We propose InfiFPO, a principled and efficient framework for performing model fusion during the preference alignment phase. Our key insight is that the reference model in preference optimization (e.g., in DPO) can be replaced with a fused source model, thereby enabling the pivot model to learn not only from preference data but also from the probabilistic behaviors of multiple source models.

InfiFPO

Comprehensive experiments on 11 widely-used benchmarks demonstrate that InfiFPO consistently outperforms existing model fusion and preference optimization methods. When using Phi-4 as the pivot model, InfiFPO improve its average performance from 79.95 to 83.33 on 11 benchmarks, significantly improving its capabilities in mathematics, coding, and reasoning tasks.

🕹️ Usage

Installation

git clone https://github.com/Reallm-Labs/InfiFPO.git
cd InfiFPO
conda create -n infifpo python==3.10
conda activate infifpo
pip install -r requirements.txt

Training

Our training code is primarily based on the dpo_trainer from the TRL library by Hugging Face. Specifically, we reference the implementation in dpo_trainer.py.

  • Check the run.sh file
  • If you're using a SLURM cluster, check the run-slurm.sh file instead

Supported Dataset Format

InfiFPO now supports datasets with the following structure and fields:

  • chosen: The preferred response
  • rejected: The non-preferred response

Pre-calculated Log Probabilities

Pivot Model Metrics

  • ref_chosen_logps: Log probabilities of the chosen response calculated by the pivot model
  • ref_rejected_logps: Log probabilities of the rejected response calculated by the pivot model
  • ref_mean_chosen_logps: Mean log probabilities of the chosen response calculated by the pivot model
  • ref_mean_rejected_logps: Mean log probabilities of the rejected response calculated by the pivot model

Source Model Metrics

  • fuse_chosen_logps: Log probabilities of the chosen response calculated by the source model
  • fuse_rejected_logps: Log probabilities of the rejected response calculated by the source model
  • fuse_mean_chosen_logps: Mean log probabilities of the chosen response calculated by the source model
  • fuse_mean_rejected_logps: Mean log probabilities of the rejected response calculated by the source model

Example

    {
        "chosen": [
            {
                "role": "user",
                "content": "A batch of barley seeds had the following germination test results under the same conditions:\n\n| Number of Seeds | $50$ | $100$ | $300$ | $400$ | $600$ | $1000$ |\n|-----------------|------|-------|-------|-------|-------|--------|\n| Germination Frequency | $47$ | $96$ | $284$ | $380$ | $571$ | $948$ |\n\nEstimate the probability of germination for this batch of barley seeds. (Round the result to $0.01$)"
            },
            {
                "role": "assistant",
                "content": "To estimate the probability of germination for the batch of barley seeds, we need to calculate the overall germination rate across all the samples.
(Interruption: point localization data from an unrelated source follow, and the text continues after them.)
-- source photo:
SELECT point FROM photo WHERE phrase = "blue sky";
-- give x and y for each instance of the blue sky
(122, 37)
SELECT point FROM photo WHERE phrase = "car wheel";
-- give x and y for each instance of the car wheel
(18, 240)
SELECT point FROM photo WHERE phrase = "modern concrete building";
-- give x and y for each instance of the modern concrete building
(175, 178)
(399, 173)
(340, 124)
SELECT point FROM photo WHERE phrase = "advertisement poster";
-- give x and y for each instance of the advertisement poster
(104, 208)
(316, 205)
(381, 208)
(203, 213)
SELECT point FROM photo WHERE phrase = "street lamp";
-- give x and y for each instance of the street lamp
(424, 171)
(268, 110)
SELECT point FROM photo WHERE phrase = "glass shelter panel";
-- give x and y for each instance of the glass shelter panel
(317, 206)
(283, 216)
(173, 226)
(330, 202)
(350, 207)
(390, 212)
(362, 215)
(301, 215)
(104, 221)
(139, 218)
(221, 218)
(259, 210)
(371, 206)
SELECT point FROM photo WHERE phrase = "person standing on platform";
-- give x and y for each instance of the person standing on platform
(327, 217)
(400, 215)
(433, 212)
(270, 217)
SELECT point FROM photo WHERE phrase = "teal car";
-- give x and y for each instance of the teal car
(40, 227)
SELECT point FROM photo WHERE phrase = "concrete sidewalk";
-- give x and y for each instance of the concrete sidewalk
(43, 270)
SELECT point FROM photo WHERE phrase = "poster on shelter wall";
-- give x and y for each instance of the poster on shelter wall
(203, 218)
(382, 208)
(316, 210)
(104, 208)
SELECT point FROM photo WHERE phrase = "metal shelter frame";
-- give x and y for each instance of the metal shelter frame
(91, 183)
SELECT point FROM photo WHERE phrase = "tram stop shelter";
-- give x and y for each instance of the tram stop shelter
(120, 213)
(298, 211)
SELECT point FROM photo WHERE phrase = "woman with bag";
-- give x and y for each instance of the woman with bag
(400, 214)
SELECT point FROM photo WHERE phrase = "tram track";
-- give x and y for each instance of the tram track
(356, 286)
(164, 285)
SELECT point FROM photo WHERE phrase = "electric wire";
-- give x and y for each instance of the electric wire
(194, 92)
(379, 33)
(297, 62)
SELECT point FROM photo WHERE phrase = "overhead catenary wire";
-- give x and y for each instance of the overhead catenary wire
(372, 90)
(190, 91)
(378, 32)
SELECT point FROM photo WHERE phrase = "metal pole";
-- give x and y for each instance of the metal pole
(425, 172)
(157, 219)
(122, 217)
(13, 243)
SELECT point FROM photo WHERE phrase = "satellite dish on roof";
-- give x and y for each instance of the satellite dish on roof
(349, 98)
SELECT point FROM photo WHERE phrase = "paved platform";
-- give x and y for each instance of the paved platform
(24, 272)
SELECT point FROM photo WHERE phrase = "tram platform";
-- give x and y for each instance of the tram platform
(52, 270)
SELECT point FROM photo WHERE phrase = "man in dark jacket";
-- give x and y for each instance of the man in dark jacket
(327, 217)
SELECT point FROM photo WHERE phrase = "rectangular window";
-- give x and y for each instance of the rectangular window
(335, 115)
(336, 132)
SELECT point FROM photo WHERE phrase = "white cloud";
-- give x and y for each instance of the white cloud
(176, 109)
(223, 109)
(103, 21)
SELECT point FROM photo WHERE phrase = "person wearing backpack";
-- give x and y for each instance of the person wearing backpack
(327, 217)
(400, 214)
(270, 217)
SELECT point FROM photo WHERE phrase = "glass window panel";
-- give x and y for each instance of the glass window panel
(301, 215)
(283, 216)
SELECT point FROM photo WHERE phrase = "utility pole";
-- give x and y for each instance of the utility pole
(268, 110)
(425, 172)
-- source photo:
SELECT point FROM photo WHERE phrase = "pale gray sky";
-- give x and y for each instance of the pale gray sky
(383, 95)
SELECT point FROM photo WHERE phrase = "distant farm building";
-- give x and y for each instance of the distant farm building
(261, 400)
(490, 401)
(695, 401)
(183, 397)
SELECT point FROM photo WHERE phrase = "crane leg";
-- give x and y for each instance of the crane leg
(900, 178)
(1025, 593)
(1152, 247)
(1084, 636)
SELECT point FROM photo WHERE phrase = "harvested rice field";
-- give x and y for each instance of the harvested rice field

This involves finding the total number of seeds that germinated and dividing it by the total number of seeds tested.\n\nFirst, we calculate the total number of seeds:\n\n\\[\n50 + 100 + 300 + 400 + 600 + 1000 = 2450\n\\]\n\nNext, we calculate the total number of seeds that germinated:\n\n\\[\n47 + 96 + 284 + 380 + 571 + 948 = 2326\n\\]\n\nNow, we find the probability of germination by dividing the total number of germinated seeds by the total number of seeds:\n\n\\[\n\\text{Probability of germination} = \\frac{2326}{2450}\n\\]\n\nPerform the division:\n\n\\[\n\\frac{2326}{2450} \\approx 0.9493877551\n\\]\n\nRounding this to two decimal places gives:\n\n\\[\n0.95\n\\]\n\nThus, the estimated probability of germination for this batch of barley seeds is \\(\\boxed{0.95}\\)."
            }
        ],
        "rejected": [
            {
                "role": "user",
                "content": "A batch of barley seeds had the following germination test results under the same conditions:\n\n| Number of Seeds | $50$ | $100$ | $300$ | $400$ | $600$ | $1000$ |\n|-----------------|------|-------|-------|-------|-------|--------|\n| Germination Frequency | $47$ | $96$ | $284$ | $380$ | $571$ | $948$ |\n\nEstimate the probability of germination for this batch of barley seeds. (Round the result to $0.01$)"
            },
            {
                "role": "assistant",
                "content": "To estimate the probability of germination for the batch of barley seeds, we need to calculate the overall germination rate based on the given data. The germination rate is the ratio of the total number of seeds that germinated to the total number of seeds tested.\n\nFirst, let's calculate the total number of seeds tested:\n\n\\[\n50 + 100 + 300 + 400 + 600 + 1000 = 2450\n\\]\n\nNext, let's calculate the total number of seeds that germinated:\n\n\\[\n47 + 96 + 284 + 380 + 571 + 948 = 2326\n\\]\n\nNow, we can calculate the probability of germination by dividing the total number of seeds that germinated by the total number of seeds tested:\n\n\\[\n\\text{Probability of germination} = \\frac{2326}{2450}\n\\]\n\nPerform the division:\n\n\\[\n\\frac{2326}{2450} \\approx 0.9481632653\n\\]\n\nRounding this result to two decimal places gives:\n\n\\[\n0.95\n\\]\n\nTherefore, the estimated probability of germination for this batch of barley seeds is \\( \\boxed{0.95} \\)."
            }
        ],
        "ref_chosen_logps": -16.809629440307617,
        "ref_mean_chosen_logps": -0.06974949687719345,
        "ref_rejected_logps": -35.141197204589844,
        "ref_mean_rejected_logps": -0.13944919407367706,
        "fuse_chosen_logps": [
            -67.31946563720703,
            -74.1878662109375,
            -104.12448120117188
        ],
        "fuse_mean_chosen_logps": [
            -0.2378779649734497,
            -0.2621479332447052,
            -0.3679310381412506
        ],
        "fuse_rejected_logps": [
            -75.14492797851562,
            -78.72958374023438,
            -99.033447265625
        ],
        "fuse_mean_rejected_logps": [
            -0.25559499859809875,
            -0.2677876949310303,
            -0.3368484675884247
        ]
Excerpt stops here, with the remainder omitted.